The World Next Week podcast is up. Bob McMahon and I sat down to discuss the G20 meeting in Paris; next week’s Republican presidential debate at Dartmouth College; and the start of the “underwear bomber’s” trial.
- Incrementalism rules the day in the eurozone crisis as the decisions that European governments take in dealing with the ripple effects of Greece’s insolvency always seem to be a step behind what is happening in the markets. The result is growing fear that the eurozone crisis will end with a bang rather than a whimper.
- Next Tuesday’s debate in Hanover, New Hampshire is being touted as the first economic debate. The candidates have covered plenty of economic topics in their first six debates, so expect to hear many of the same themes: no tax hikes, less regulation, and more fiscal responsibility. One thing to watch for is whether the moderators can get the candidates to offer up specific advice on what the United States should do about the eurozone crisis and China’s emergence as a global economic power. For better or worse, the United States is now connected to the world economy, which means we are affected by the choices that other countries make, choices we may have difficulty influencing.
- When Umar Farouk Abdulmutallab was arrested for attempting to blow up Northwest Airlines Flight 253 on Christmas Day 2009, homeland security and counter-terrorism looked to be political vulnerabilities for Barack Obama in his re-election run. With Osama bin Laden and Anwar al-Awlaki now both dead, that’s no longer the case.
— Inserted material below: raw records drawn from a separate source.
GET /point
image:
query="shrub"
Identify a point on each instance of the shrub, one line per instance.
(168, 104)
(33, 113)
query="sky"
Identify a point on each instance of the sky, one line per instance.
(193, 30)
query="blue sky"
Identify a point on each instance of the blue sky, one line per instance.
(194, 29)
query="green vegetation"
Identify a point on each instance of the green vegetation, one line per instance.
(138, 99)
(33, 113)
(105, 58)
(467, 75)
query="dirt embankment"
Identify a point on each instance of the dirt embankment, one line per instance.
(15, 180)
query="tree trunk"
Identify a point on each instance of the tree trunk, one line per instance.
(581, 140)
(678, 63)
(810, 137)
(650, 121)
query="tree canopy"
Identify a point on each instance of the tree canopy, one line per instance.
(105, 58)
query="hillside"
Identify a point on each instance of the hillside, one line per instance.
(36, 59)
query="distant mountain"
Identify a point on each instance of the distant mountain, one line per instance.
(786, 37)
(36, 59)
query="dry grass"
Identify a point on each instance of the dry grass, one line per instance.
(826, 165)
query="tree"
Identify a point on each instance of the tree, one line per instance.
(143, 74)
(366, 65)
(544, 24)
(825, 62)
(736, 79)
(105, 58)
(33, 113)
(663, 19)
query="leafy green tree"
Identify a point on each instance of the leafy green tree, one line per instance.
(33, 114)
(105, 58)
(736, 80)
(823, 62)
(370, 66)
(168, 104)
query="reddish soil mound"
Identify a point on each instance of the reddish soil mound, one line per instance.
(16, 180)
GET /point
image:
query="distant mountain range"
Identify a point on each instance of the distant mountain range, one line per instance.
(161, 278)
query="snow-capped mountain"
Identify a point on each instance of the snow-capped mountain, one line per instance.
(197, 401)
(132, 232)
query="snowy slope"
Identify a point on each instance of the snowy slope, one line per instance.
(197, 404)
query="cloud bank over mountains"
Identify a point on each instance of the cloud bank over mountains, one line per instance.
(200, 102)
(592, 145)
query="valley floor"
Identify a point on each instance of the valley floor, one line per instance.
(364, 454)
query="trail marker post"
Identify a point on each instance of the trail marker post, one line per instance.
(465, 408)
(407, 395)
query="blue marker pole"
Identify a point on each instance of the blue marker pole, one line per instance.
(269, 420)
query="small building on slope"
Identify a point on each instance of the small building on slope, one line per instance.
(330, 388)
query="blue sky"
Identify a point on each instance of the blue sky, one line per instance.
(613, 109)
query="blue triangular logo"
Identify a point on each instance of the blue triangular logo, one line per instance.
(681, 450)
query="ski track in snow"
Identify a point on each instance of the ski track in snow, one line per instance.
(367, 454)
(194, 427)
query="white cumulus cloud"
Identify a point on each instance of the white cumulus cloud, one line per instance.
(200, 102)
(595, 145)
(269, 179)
- My Figure of the Week is Steve Jobs. Bob’s Figure of the Week is 90. You know why I made my choice. You have to listen to the podcast to learn why Bob made his.
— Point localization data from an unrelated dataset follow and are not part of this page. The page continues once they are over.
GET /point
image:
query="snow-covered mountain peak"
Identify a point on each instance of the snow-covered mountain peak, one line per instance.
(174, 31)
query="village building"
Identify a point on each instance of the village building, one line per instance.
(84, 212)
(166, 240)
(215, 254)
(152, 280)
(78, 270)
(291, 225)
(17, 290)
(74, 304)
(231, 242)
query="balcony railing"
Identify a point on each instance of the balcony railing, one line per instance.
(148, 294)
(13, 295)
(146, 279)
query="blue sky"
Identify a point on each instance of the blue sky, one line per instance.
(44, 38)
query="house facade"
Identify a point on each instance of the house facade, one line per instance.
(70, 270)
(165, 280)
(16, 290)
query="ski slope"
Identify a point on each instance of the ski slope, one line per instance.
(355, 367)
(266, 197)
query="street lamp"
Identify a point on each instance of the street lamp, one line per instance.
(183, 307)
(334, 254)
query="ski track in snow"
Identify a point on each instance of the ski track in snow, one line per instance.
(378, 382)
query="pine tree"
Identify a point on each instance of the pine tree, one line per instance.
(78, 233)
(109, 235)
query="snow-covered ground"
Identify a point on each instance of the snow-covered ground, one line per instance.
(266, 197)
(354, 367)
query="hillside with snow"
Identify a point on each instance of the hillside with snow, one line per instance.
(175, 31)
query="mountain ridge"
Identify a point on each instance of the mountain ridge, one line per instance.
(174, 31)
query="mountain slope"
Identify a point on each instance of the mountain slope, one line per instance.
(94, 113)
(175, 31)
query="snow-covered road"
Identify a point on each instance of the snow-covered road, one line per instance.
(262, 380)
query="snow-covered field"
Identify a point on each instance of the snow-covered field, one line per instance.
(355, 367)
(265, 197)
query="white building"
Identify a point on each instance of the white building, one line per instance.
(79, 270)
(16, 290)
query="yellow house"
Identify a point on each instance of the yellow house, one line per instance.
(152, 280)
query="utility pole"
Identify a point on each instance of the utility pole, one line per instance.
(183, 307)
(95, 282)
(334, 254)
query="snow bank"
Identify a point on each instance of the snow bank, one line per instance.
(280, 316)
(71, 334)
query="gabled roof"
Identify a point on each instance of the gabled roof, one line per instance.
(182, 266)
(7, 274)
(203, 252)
The New York Times reports on German Chancellor Angela Merkel’s move to protect vulnerable banks while the Economist considers just how much more capital shaky financial institutions may need. The Washington Post announces the details of the debate it will host with Bloomberg TV next week, and the New York Times has a feature article discussing the unique approach of one perhaps under-reported candidate, Herman Cain. The Los Angeles Times covers jury selection in Abdulmutallab’s trial and the Atlantic’s Andrew Cohen argues that the trial should be public.